Mentre scrivevo i primi paragrafi pensavo che questo fosse un articolo per me, per fare il punto, o ritrovarmi, in qualche modo. E mentre le parole scivolavano una dopo l’altra in frasi più o meno sensate, ho pensato che in realtà non stavo scrivendo per me stesso ma per gli altri: i giovani copywriter che hanno intenzione di intraprendere una carriera da liberi professionisti, quelli che vogliono fare impresa, o ancora quelli che hanno iniziato da poco a svolgere questo mestiere.
E allora dovrei affrontare ancora molti altri argomenti, come la scelta dei servizi, del compenso, delle trattative con i clienti, del miglior caffè da tenere in ufficio, cose così. Ma questo post diventerebbe davvero troppo, troppo lungo. Magari ne scriverò una seconda parte prossimamente, ci penserò sù, promesso.
Per concludere ho pensato ad una serie di micro-consigli, apparentemente generici ma in realtà decisivi, o almeno per me lo sono stati.
Circondati di persone che ti fanno sudare.
Non poltrire.
Reagisci ad ogni momento di noia. Come? Con un libro, un esercizio, una sfida, un post sui social.
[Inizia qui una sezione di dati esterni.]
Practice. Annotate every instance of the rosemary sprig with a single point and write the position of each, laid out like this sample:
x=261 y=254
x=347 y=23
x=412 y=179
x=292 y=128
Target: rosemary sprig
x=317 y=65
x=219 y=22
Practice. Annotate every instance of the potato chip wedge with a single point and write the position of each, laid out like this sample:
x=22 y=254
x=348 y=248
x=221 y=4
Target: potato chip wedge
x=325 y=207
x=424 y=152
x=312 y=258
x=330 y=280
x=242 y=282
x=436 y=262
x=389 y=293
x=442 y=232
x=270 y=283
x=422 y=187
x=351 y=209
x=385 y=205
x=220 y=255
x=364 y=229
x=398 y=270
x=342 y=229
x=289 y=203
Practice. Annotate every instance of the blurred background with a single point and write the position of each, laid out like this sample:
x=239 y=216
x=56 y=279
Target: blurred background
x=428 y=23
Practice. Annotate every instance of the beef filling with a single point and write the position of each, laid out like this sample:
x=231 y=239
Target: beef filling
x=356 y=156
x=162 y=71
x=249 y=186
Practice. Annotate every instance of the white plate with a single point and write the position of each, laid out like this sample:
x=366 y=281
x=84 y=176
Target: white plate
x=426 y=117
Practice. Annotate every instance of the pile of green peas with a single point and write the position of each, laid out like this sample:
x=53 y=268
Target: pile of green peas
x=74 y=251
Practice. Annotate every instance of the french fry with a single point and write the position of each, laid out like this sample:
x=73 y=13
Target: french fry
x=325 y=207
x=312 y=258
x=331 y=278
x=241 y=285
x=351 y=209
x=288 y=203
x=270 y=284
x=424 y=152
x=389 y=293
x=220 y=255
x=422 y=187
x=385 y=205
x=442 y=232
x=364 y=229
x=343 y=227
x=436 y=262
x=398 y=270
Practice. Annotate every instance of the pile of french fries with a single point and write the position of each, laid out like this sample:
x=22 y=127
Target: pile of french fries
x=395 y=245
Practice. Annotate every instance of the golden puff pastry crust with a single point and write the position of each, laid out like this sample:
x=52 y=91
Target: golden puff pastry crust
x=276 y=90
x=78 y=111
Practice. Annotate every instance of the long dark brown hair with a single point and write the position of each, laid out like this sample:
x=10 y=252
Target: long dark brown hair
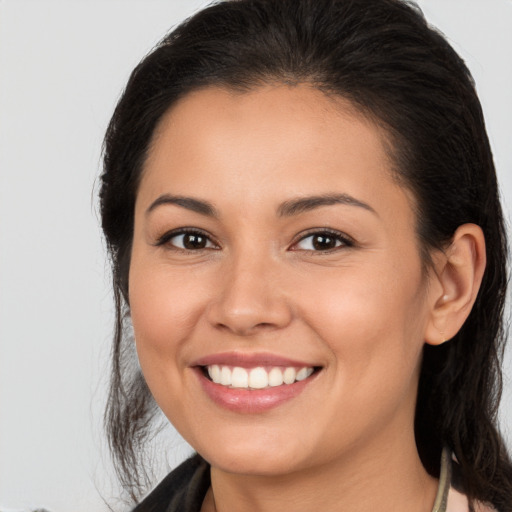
x=383 y=57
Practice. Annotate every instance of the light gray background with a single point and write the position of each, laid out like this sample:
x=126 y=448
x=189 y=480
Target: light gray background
x=62 y=67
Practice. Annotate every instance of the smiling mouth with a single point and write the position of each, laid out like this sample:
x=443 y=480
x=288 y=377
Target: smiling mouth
x=259 y=377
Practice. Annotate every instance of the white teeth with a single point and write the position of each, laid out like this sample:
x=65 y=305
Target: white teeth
x=225 y=376
x=257 y=378
x=239 y=378
x=214 y=373
x=275 y=377
x=289 y=375
x=304 y=373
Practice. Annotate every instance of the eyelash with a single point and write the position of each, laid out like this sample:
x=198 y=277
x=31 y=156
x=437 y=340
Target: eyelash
x=343 y=240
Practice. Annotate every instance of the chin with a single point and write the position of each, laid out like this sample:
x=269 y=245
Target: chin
x=253 y=458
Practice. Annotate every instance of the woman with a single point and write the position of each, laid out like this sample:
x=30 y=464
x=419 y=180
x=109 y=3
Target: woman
x=301 y=208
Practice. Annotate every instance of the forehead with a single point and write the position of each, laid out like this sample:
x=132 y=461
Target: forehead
x=271 y=141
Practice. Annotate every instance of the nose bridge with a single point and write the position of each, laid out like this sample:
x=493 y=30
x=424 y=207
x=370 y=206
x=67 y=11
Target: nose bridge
x=250 y=296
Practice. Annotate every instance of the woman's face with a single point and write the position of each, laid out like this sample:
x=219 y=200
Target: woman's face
x=273 y=249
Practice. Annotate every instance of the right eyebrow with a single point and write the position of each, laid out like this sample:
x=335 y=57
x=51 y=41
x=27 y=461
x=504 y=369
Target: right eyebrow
x=195 y=205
Studia discipline differenti e complementari alla tua: ad esempio, un corso di scrittura comica mi ha insegnato molto più di altri corsi di scrittura pubblicitaria, e mica me lo aspettavo.
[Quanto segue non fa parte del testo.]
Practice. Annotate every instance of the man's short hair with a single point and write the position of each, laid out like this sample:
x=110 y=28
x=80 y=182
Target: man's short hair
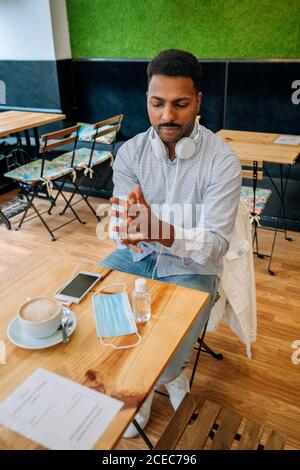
x=175 y=63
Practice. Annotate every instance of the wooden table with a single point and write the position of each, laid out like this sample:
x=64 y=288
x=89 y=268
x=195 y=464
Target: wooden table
x=18 y=121
x=127 y=375
x=259 y=147
x=14 y=122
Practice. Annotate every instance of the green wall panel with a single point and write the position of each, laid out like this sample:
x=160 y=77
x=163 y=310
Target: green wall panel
x=209 y=28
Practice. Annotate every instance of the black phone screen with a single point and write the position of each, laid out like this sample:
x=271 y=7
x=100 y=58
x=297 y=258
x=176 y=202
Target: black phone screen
x=79 y=285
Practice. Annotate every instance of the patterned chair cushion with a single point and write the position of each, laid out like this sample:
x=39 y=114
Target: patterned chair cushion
x=82 y=158
x=86 y=133
x=31 y=172
x=261 y=198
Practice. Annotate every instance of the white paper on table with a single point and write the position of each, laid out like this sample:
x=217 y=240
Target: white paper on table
x=288 y=139
x=58 y=413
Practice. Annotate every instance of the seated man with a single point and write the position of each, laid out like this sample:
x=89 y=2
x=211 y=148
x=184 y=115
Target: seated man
x=177 y=164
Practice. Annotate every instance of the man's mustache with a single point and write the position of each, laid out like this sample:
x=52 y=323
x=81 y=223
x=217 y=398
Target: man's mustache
x=168 y=124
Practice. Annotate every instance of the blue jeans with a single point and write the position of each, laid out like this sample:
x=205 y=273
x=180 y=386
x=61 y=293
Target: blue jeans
x=121 y=260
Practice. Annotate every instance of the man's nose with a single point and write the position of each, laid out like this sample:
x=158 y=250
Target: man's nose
x=169 y=114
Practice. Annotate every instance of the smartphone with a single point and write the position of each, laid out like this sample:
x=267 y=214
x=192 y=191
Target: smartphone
x=77 y=287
Non aver paura di leggere libri in inglese se in italiano non sono ancora usciti, è tutto tempo guadagnato e una buona palestra per il tuo inglese, che non guasta mai.
Cambia le tue abitudini e tieniti pronto a farlo di continuo, sembra stupido ma questo cambierà anche il modo di affrontare un progetto; e per abitudini intendono cose anche banali, come la colazione, o anche il mouse che usi, o i quadri in ufficio, i fiori in casa, le cose sono lì per un motivo; ecco, la creatività si nutre di nuovi motivi.
Ma soprattutto, e questa è una delle cose che ho più a cuore, non prendertela se qualcuno è più bravo di te, più avanti di te, più celebre di te. Non esserne geloso. Piuttosto, senza cercare inutili giustificazioni, concentrati nel capire perché qualcuno è riuscito dove tu hai fallito. Questo ti aiuterà a fare meglio la prossima volta. Perché di occasioni ne arriveranno altre. Stanne certo.
Incassa, impara. Incassa ancora e impara ancora di più. Diventerai fortissimo.